Obvious right? Well, not always. It is surprising the number of people we see expecting to be promoted having failed to deliver in their current roles. Ask yourself; did I perform last year, how was my review, did I meet my KPI’s? Managers usually want to see staff operating at the next level before promoting them, so you need to be operating at the level where you want to be as opposed to where you are.

In order to deliver you need to know what is expected of you. If you don’t know work it out, document it and agree it with your manager. Without quantifiable deliverables appraisals can be “fluffy” and inconclusive. If you are in sales, or a related field then deliverables tend to be concrete however outside of that they can be nebulous so it’s even more important to quantify what’s expected.

4. Build your profile

Speak up

Do you have ideas as to how to improve processes, develop new products, or to drive new revenue streams? If so, share them; let your manager and your team know. Not all ideas will be implemented however raising them demonstrates initiative and innovative flair; it shows that you take your role seriously and want to improve the business.

Get involved

If you don’t have “new ideas” you can still raise your profile in other ways; start a new initiative, get involved in the social committee, launch a new sustainability program or volunteer for a cross divisional project. There are many ways in which you can make yourself heard.

Find a mentor

A good mentor can help you to see potential career blockers, offer guidance and suggestions and help you to grow. They can also help to spend positive press through the organization about you and your accomplishments.

Act the part

Be professional at all times, dress well, be punctual and carry yourself appropriately. Your professional reputation takes a long time to build but only a short time to ruin. Don’t throw it away with indiscretion.

5. Have the right attitude

Last one, and probably the most important. Assuming you have the basic skills to do your job, attitude is what will set you apart from the pack. It is probably the number one reason people get hired, fired and promoted all rolled into one! It’s a cliché but the old philosophy of “hire for attitude, train for skill” still rings very true today.

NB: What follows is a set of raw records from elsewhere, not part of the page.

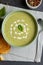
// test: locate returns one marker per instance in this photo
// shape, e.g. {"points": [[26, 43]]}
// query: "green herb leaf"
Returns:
{"points": [[20, 27], [2, 12]]}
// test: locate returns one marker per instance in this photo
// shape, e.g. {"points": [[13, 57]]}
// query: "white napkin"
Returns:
{"points": [[26, 53]]}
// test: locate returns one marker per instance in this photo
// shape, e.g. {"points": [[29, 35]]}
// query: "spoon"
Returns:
{"points": [[39, 44]]}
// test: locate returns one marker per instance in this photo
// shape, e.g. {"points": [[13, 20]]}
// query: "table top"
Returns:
{"points": [[22, 4]]}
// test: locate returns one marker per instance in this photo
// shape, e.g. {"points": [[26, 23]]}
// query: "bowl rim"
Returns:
{"points": [[4, 24], [32, 6]]}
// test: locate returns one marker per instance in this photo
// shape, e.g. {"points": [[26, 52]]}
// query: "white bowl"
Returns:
{"points": [[32, 6]]}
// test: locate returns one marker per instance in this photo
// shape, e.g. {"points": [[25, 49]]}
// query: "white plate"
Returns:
{"points": [[26, 53]]}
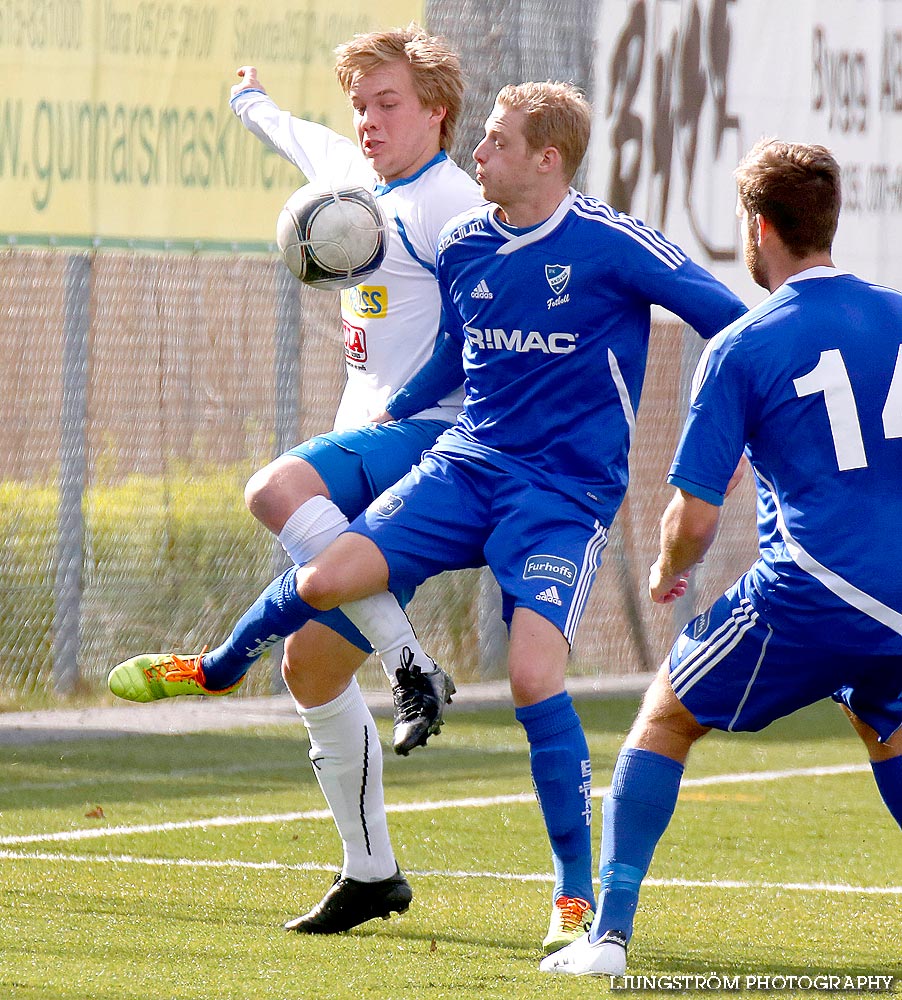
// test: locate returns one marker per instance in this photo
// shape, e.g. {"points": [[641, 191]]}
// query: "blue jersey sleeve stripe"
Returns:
{"points": [[405, 239], [702, 492]]}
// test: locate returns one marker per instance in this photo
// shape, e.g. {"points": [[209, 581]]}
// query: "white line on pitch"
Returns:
{"points": [[96, 833], [129, 859]]}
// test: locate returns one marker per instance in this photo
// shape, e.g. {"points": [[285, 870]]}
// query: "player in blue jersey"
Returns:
{"points": [[809, 385], [548, 295]]}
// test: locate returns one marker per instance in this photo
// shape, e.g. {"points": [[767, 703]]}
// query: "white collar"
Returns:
{"points": [[819, 271]]}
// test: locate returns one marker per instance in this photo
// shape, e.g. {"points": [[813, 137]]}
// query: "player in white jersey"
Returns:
{"points": [[809, 385], [553, 294], [406, 89]]}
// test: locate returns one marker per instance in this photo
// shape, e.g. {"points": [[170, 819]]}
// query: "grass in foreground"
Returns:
{"points": [[123, 904]]}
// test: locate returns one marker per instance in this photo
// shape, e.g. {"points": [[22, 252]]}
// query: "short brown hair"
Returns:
{"points": [[557, 114], [796, 187], [437, 75]]}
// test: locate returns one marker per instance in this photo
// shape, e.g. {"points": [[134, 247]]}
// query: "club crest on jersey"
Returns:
{"points": [[387, 504], [550, 568], [700, 625], [355, 343]]}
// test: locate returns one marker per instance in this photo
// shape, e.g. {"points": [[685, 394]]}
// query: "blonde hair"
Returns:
{"points": [[557, 114], [437, 76], [796, 187]]}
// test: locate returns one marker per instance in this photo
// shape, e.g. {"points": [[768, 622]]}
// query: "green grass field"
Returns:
{"points": [[156, 868]]}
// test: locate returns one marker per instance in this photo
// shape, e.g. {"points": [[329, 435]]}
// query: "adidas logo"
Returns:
{"points": [[551, 596]]}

So what sort of attitude are we looking for?

Positivity

Be positive at all times. Sadly, the complainers in some organisations have a monopoly on the office headspace and can create a toxic culture. In Singapore for example, complaining has become something of a national pastime, something people just accept as the norm. Well, here’s the thing: it’s not inspirational, it’s neither cute nor funny, and it’s really just draining. Don’t fall into the trap and complain just because everyone else is. Be the positive voice on the floor and people will listen and want to associate with you.

Hard working

Sadly, many employees have a “what can you do for me?” attitude. This generally includes high expectations and a sense of entitlement, for example: “I should be promoted as I have been here for x number of years” or “because I have completed my MBA” or “because my colleague was promoted.” The list goes on. Sorry folks, but it does not work that way. Its old fashioned and maybe boring but you really do have to perform. Work hard, over deliver, volunteer to take more on – this is what will get you noticed.

Accept feedback

In your career journey you are not always going to like the feedback that you get. Take it well, don’t argue, ask what you can do to rectify the situation and take positive action.

Finally, working hard and pursuing your career goals can be exciting and rewarding. However do remember that this is a long term path we are all on so make sure you keep everything in context. Remember you are not your job, so keep room for other passions in your life like family, friends, sports and hobbies. Have a great 2013!